Iowa seemed excited about the day:

Minnesota’s Richard Pitino Didn’t Duck When Asked About His Father

The first five questions Richard Pitino answered were about the promising season ahead in Minneapolis — with four starters returning from a team that went 24-10 and made the NCAA tournament last season, the Gophers are legitimate Big Ten contenders — but he couldn’t escape the inevitable probing of his reaction and emotions.

His father, Rick Pitino is currently under investigation for a recruiting scandal.

“It’s been really hard,” he said. “You just want for him, more than anything . . . you see your dad, you want him to be happy. You want him to be healthy.”

Coach Izzo Also Commented On The Probe

When asked about the FBI probe into cheating and corruption in college basketball recruiting, Tom Izzo invoked what he called the ’10 percent rule’ passed on to him by former Spartans coach Jud Heathcote.

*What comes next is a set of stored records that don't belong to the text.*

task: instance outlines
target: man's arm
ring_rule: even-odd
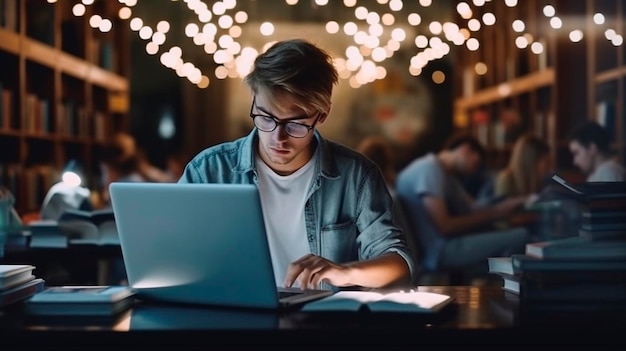
[[[452,216],[441,198],[432,195],[422,197],[424,208],[437,231],[446,237],[462,235],[468,230],[504,218],[522,205],[525,200],[525,196],[508,198],[467,215]]]
[[[383,288],[408,286],[411,278],[407,262],[395,252],[341,265],[308,254],[287,269],[284,285],[290,287],[296,281],[302,288],[316,288],[322,281],[338,287]]]

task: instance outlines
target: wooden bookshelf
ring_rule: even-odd
[[[128,103],[119,103],[129,99],[128,31],[116,20],[119,2],[100,3],[76,17],[68,0],[1,2],[0,185],[20,214],[39,211],[69,160],[96,186],[97,149],[130,127],[120,108]],[[89,26],[95,13],[113,21],[110,32]],[[104,46],[114,63],[96,54]]]
[[[556,16],[564,22],[562,29],[549,25],[543,13],[546,5],[556,9]],[[621,150],[623,160],[624,46],[608,51],[615,57],[605,62],[606,44],[598,45],[604,38],[590,34],[593,33],[594,6],[610,7],[604,9],[605,15],[610,13],[614,18],[607,18],[607,23],[617,25],[615,29],[621,33],[624,0],[527,0],[519,1],[514,8],[493,1],[473,8],[476,11],[473,18],[491,12],[497,21],[472,33],[481,44],[479,50],[467,52],[464,49],[463,55],[458,56],[457,67],[463,73],[455,77],[455,126],[470,130],[483,141],[489,151],[490,167],[504,167],[516,137],[523,132],[533,132],[550,145],[556,170],[577,176],[568,150],[569,131],[585,119],[595,119],[598,102],[605,100],[615,103],[614,128],[620,131],[615,135],[616,149]],[[581,18],[586,21],[572,20]],[[524,21],[523,31],[513,30],[515,19]],[[462,23],[462,19],[458,20]],[[572,42],[568,37],[576,26],[584,32],[580,42]],[[515,40],[521,35],[541,43],[543,52],[532,52],[530,45],[517,47]],[[603,66],[609,66],[607,69],[593,68],[598,66],[599,57],[603,57]],[[477,63],[486,65],[486,74],[476,73]],[[602,90],[603,84],[613,86]],[[518,128],[503,136],[504,117],[511,115],[517,118]]]
[[[587,79],[589,81],[588,112],[591,119],[605,125],[613,142],[613,149],[622,163],[626,161],[626,48],[615,46],[605,35],[607,30],[624,34],[626,1],[586,2],[588,14],[587,32],[589,45],[587,56]],[[590,16],[602,13],[603,24],[597,24]]]

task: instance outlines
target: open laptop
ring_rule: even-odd
[[[109,192],[139,298],[278,309],[332,294],[276,286],[254,185],[119,182]]]

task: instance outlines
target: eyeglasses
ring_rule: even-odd
[[[307,125],[304,123],[292,122],[289,120],[281,121],[280,119],[271,116],[269,114],[259,115],[253,113],[254,105],[256,104],[256,98],[252,99],[252,106],[250,107],[250,117],[254,122],[254,125],[262,132],[273,132],[276,127],[281,125],[285,129],[285,133],[293,138],[304,138],[309,134],[309,131],[315,128],[317,120],[320,118],[321,112],[317,114],[313,125]]]

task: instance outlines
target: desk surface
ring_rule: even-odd
[[[0,311],[5,345],[623,345],[626,313],[526,313],[514,295],[499,287],[434,286],[421,291],[449,294],[456,301],[437,315],[367,313],[310,315],[263,313],[141,303],[108,322],[51,323],[30,319],[22,306]],[[303,344],[303,341],[306,343]]]

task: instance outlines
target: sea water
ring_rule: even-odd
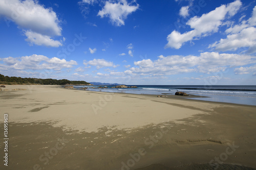
[[[189,98],[191,100],[224,102],[256,106],[256,86],[203,86],[203,85],[127,85],[138,88],[111,88],[114,86],[106,86],[105,89],[90,88],[98,86],[75,86],[76,88],[87,87],[88,90],[132,94],[174,95],[177,91],[208,98]]]

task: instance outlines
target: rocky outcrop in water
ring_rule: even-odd
[[[182,96],[188,96],[188,94],[187,93],[184,92],[181,92],[181,91],[177,91],[175,93],[175,95],[182,95]]]
[[[138,87],[135,86],[129,87],[125,85],[120,85],[120,86],[116,86],[116,87],[112,87],[111,88],[138,88]]]

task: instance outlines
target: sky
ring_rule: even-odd
[[[256,85],[256,2],[0,0],[0,74]]]

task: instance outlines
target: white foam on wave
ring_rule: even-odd
[[[166,89],[166,88],[146,88],[146,87],[144,87],[142,88],[142,89],[146,89],[146,90],[169,90],[168,89]]]

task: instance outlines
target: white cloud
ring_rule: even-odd
[[[82,67],[79,67],[76,69],[75,69],[75,71],[76,72],[83,72],[84,71],[84,69],[82,68]]]
[[[82,2],[91,5],[91,4],[93,4],[93,3],[97,3],[97,0],[82,0]]]
[[[202,36],[207,36],[216,32],[222,25],[225,17],[234,15],[242,6],[240,0],[227,5],[222,5],[210,12],[203,14],[200,17],[197,16],[190,18],[186,23],[193,30],[183,34],[174,31],[167,37],[167,44],[165,48],[180,48],[185,42],[198,39]]]
[[[28,37],[26,41],[29,42],[31,45],[33,44],[38,45],[45,45],[52,47],[62,46],[61,41],[54,40],[51,37],[40,34],[25,31],[25,34]]]
[[[89,48],[89,51],[90,51],[90,53],[91,53],[91,54],[93,54],[93,53],[96,52],[96,51],[97,51],[97,49],[96,48],[94,48],[94,49],[92,49],[91,48]]]
[[[72,68],[77,65],[76,61],[60,59],[56,57],[49,58],[42,56],[33,54],[30,56],[13,58],[9,57],[2,59],[4,64],[0,65],[0,69],[42,70],[54,69],[60,70],[64,68]]]
[[[255,59],[256,57],[248,55],[216,52],[201,53],[199,56],[161,55],[155,61],[147,59],[134,62],[137,67],[131,68],[129,72],[159,76],[191,72],[210,73],[255,63]]]
[[[113,62],[106,61],[104,59],[96,59],[91,60],[86,62],[84,61],[83,64],[87,65],[88,64],[96,66],[97,69],[99,69],[104,67],[116,67],[118,65],[116,65],[113,63]]]
[[[129,51],[128,52],[128,54],[131,56],[131,57],[133,57],[133,52],[132,52],[132,51],[130,50],[129,50]]]
[[[236,68],[234,72],[236,74],[248,74],[252,73],[253,75],[256,75],[256,65],[250,67]]]
[[[25,31],[26,39],[31,44],[57,47],[60,41],[52,37],[61,35],[60,21],[51,8],[33,0],[3,0],[0,1],[0,15],[7,17]]]
[[[243,20],[241,23],[227,29],[225,33],[228,34],[226,39],[209,45],[219,51],[236,51],[242,47],[248,47],[244,52],[247,54],[256,53],[256,6],[253,8],[252,16],[247,20]]]
[[[127,49],[132,50],[133,48],[133,45],[132,43],[130,43],[126,46]]]
[[[180,10],[180,15],[183,17],[186,17],[189,15],[188,14],[189,6],[182,7]]]
[[[124,19],[127,16],[139,9],[138,4],[133,6],[132,3],[127,4],[126,0],[120,0],[117,3],[106,1],[102,9],[98,13],[98,15],[101,18],[109,17],[112,23],[117,26],[124,25]]]
[[[101,72],[97,72],[97,75],[99,76],[109,76],[108,74],[103,74],[101,73]]]
[[[209,47],[215,47],[215,50],[220,51],[237,50],[238,48],[250,47],[253,53],[256,52],[256,28],[249,27],[243,29],[240,33],[228,35],[226,39],[221,39]]]

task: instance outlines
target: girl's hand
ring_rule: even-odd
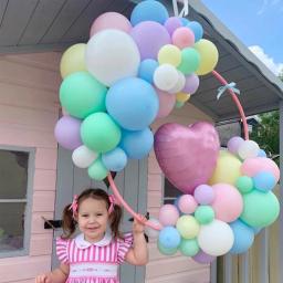
[[[134,218],[133,233],[134,234],[144,233],[146,221],[147,219],[142,214],[138,214],[138,219]]]

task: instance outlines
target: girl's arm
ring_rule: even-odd
[[[61,264],[60,268],[50,273],[39,275],[35,277],[35,283],[65,283],[70,273],[67,264]]]
[[[133,224],[134,247],[129,249],[125,256],[126,262],[134,265],[145,265],[148,262],[147,242],[144,235],[144,223],[147,219],[143,216],[139,217],[140,220],[135,219]]]

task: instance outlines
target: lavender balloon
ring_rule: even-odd
[[[130,36],[138,46],[142,60],[156,59],[160,48],[171,42],[164,25],[153,21],[138,23],[132,29]]]
[[[82,145],[81,120],[71,116],[60,118],[54,128],[54,135],[57,143],[66,149],[75,149]]]
[[[195,256],[192,256],[192,260],[198,262],[198,263],[211,263],[212,261],[216,260],[217,256],[210,255],[205,253],[203,251],[198,252]]]

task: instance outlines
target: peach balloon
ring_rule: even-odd
[[[243,199],[238,189],[229,184],[217,184],[212,186],[216,197],[210,205],[216,219],[232,222],[240,217],[243,210]]]
[[[91,28],[91,38],[95,33],[106,29],[120,30],[128,33],[132,30],[132,24],[129,20],[120,13],[106,12],[94,20]]]

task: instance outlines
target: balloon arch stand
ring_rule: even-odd
[[[216,45],[202,38],[199,22],[184,18],[184,1],[175,17],[158,1],[138,3],[130,20],[106,12],[92,24],[90,40],[69,48],[61,59],[63,108],[54,129],[57,143],[72,150],[75,166],[95,180],[108,179],[117,201],[138,214],[119,193],[111,172],[128,159],[143,159],[154,147],[166,178],[184,195],[164,205],[158,219],[146,221],[164,254],[180,251],[199,263],[227,253],[247,252],[261,229],[280,212],[272,192],[280,178],[276,164],[249,140],[247,118],[235,83],[214,69]],[[220,150],[216,128],[206,122],[189,126],[149,126],[180,108],[211,73],[239,109],[244,139],[232,137]]]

“There’s going to be 10 percent problems in every profession, whether it be coaching, whether it be in business, whether it be writers; I guess you could go to policemen to priests nowadays too,” Izzo said. “So I wouldn’t paint the brush over college basketball or football or athletics.”

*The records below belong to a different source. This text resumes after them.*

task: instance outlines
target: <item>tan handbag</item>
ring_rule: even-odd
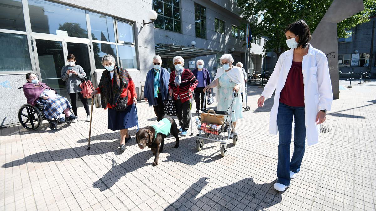
[[[214,113],[214,114],[209,114],[209,113],[210,112],[212,112]],[[212,109],[210,109],[208,111],[207,114],[201,113],[200,118],[201,121],[201,124],[206,122],[221,125],[224,123],[224,116],[216,115],[215,112]]]

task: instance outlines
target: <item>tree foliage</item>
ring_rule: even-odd
[[[253,37],[269,38],[264,52],[273,51],[279,56],[288,49],[285,29],[289,24],[302,19],[314,30],[333,0],[237,0],[237,6],[246,20],[250,20]],[[364,0],[365,9],[337,24],[339,37],[349,35],[346,30],[369,21],[374,15],[376,0]],[[259,18],[263,17],[257,23]]]

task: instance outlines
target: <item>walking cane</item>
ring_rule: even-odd
[[[90,111],[90,127],[89,129],[89,143],[88,145],[88,150],[90,149],[90,135],[91,134],[91,120],[93,118],[93,106],[94,105],[94,98],[91,99],[91,110]]]
[[[192,131],[192,98],[189,95],[189,92],[188,93],[188,97],[189,98],[189,111],[191,115],[191,135],[193,135],[193,133]],[[193,93],[192,95],[193,94]]]

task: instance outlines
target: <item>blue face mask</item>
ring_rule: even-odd
[[[108,70],[109,71],[114,71],[114,68],[115,66],[114,65],[110,65],[109,66],[105,66],[105,69]]]
[[[222,65],[222,67],[223,68],[224,70],[227,70],[230,69],[230,64],[226,64]]]
[[[287,44],[287,46],[291,49],[296,48],[298,47],[298,43],[295,40],[295,37],[294,38],[286,40],[286,44]]]

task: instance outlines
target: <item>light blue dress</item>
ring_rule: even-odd
[[[218,104],[217,106],[217,110],[219,111],[231,111],[232,100],[232,93],[233,92],[234,87],[236,85],[235,82],[232,81],[226,72],[224,73],[218,78],[219,84],[219,91],[216,94],[219,95],[218,96]],[[243,114],[242,112],[241,98],[240,95],[238,96],[235,98],[233,102],[233,109],[235,111],[235,115],[232,116],[232,121],[235,122],[237,120],[243,118]],[[229,121],[230,116],[227,117],[227,121]]]

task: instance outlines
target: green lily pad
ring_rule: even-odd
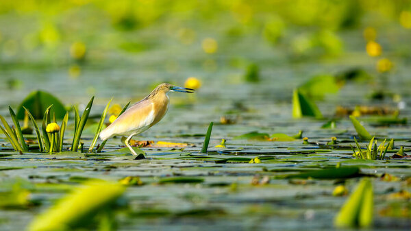
[[[267,133],[259,133],[258,132],[251,132],[236,136],[233,139],[266,141],[270,140],[270,136]]]
[[[42,119],[45,111],[51,105],[53,105],[53,107],[50,110],[50,114],[55,114],[56,119],[63,119],[66,114],[66,108],[58,99],[45,91],[34,91],[29,94],[18,106],[17,119],[24,119],[23,107],[25,107],[32,113],[34,119]]]

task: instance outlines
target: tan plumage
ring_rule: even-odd
[[[134,135],[140,134],[160,121],[169,108],[169,91],[192,93],[193,89],[173,86],[158,85],[149,95],[139,101],[119,117],[112,124],[100,132],[100,138],[105,141],[114,136],[127,136],[125,145],[136,155],[129,144]]]

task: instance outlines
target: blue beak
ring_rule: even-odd
[[[194,93],[195,89],[182,88],[181,86],[173,86],[170,88],[171,91],[176,91],[179,93]]]

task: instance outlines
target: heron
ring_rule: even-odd
[[[114,136],[126,136],[125,145],[133,155],[137,154],[130,145],[130,139],[158,123],[169,109],[169,92],[193,93],[195,89],[175,86],[167,83],[158,85],[145,98],[121,114],[112,124],[100,132],[101,141]]]

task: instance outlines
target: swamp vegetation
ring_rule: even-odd
[[[0,2],[0,230],[409,230],[411,2]]]

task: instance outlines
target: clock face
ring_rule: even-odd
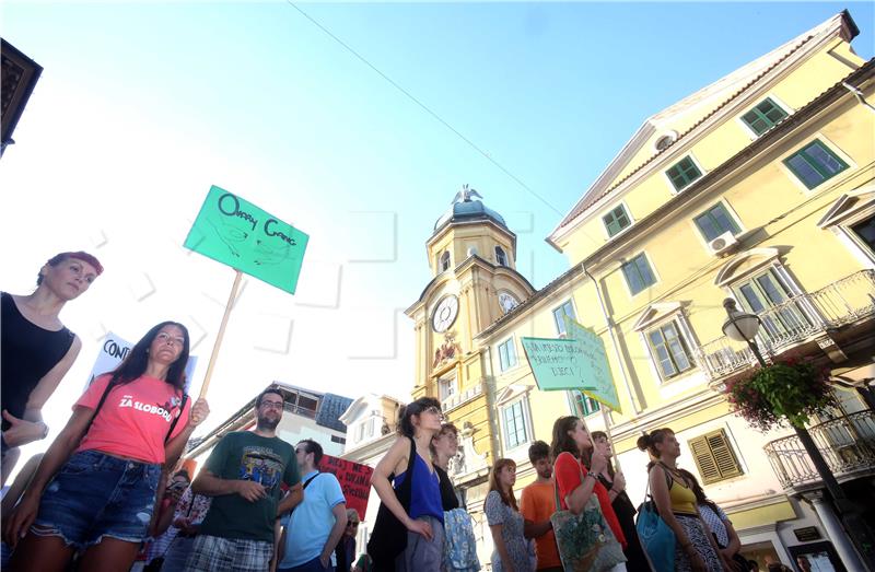
[[[499,305],[501,306],[501,310],[506,314],[508,312],[518,306],[520,301],[516,300],[514,295],[511,294],[510,292],[501,292],[499,294]]]
[[[434,308],[434,314],[431,316],[431,327],[438,334],[446,331],[450,326],[456,320],[458,314],[458,299],[453,294],[444,296]]]

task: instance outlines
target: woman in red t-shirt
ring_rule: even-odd
[[[555,459],[553,472],[562,509],[580,514],[590,498],[595,494],[605,521],[626,550],[626,537],[617,520],[617,514],[610,505],[608,490],[596,478],[596,475],[605,470],[607,459],[604,453],[593,451],[593,440],[583,421],[576,417],[557,419],[553,423],[553,442],[550,453]],[[590,472],[584,463],[584,459],[587,458],[593,472]],[[581,475],[583,475],[583,479],[581,479]],[[620,570],[626,569],[625,564],[618,567],[622,567]]]
[[[185,326],[164,322],[89,386],[3,528],[11,570],[60,572],[75,551],[83,572],[130,569],[162,466],[209,413],[184,394],[188,349]]]

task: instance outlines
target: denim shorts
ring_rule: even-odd
[[[74,453],[46,487],[31,532],[84,549],[104,536],[141,542],[155,507],[161,465]]]

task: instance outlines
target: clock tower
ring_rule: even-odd
[[[491,457],[488,350],[475,338],[535,290],[516,271],[516,235],[480,199],[465,185],[434,223],[425,243],[432,279],[406,314],[416,331],[412,398],[439,399],[463,437],[476,434],[466,454]]]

 The Coaches are Concerned About the Big Ten Tournament Format, and Rightly So.

Having the Madison Square Garden as the tournament venue meant playing the tourney a week early, because the Big East has it reserved for championship week.

None of the coaches know how having 7-10 days off before the NCAA Tournament will affect preparation for The Big Dance. At the podium Thursday, coaches gritted their teeth and claimed to have embraced it. Their real view may have been summarized best by Maryland’s Mark Turgeon.

“I don’t have a problem with it,” he said. “Ask me in March. I might have a different answer.”

Rutgers Could Be In Store For a Long Season

Rutgers coach Steve Pikiell spoke at Big Ten Men’s Basketball Media Day. Pikiell said he shared some of this memories at Madison Square Garden with his players. He views the Big Ten as the best league in the country and is excited all 14 teams will be coming to New York for the Big Ten Tournament this season.

He’s cautiously optimistic for the outcome of the season. The defensive was “very average most of the year,” Pikiell said, and defensive rebounding really hurt Rutgers a season ago. He’s emphasized those areas in the preseason and said practices have improved overall.

“We need to recruit some tremendous size to compete,” he added.

On the 20-game schedule, Pikiell is excited to have two more competitive games. He said what was once a top-50 schedule annually for Rutgers could turn into a top-30 one.

The New 20 Game Format Might Hurt Rutgers 

The expansion good for TV, obviously, and for the powerhouses — more built-in competition and buzz for the biggest rivalries, but as Pikiell tries to build Rutgers’ confidence through selective scheduling, his task gets that much harder. He said at the Big Ten Men’s Basketball Media Day that he was concerned.

“I mean, banging heads for 20 games against some of the best coaches and players, just makes it difficult,” Pikiell said. “But we’ve added two more nationally televised games and two more opportunities (to see) teams home and away, and so I’m excited about that.”

Who knows what all this means in the long run, but for fans, it means more amazing conference action.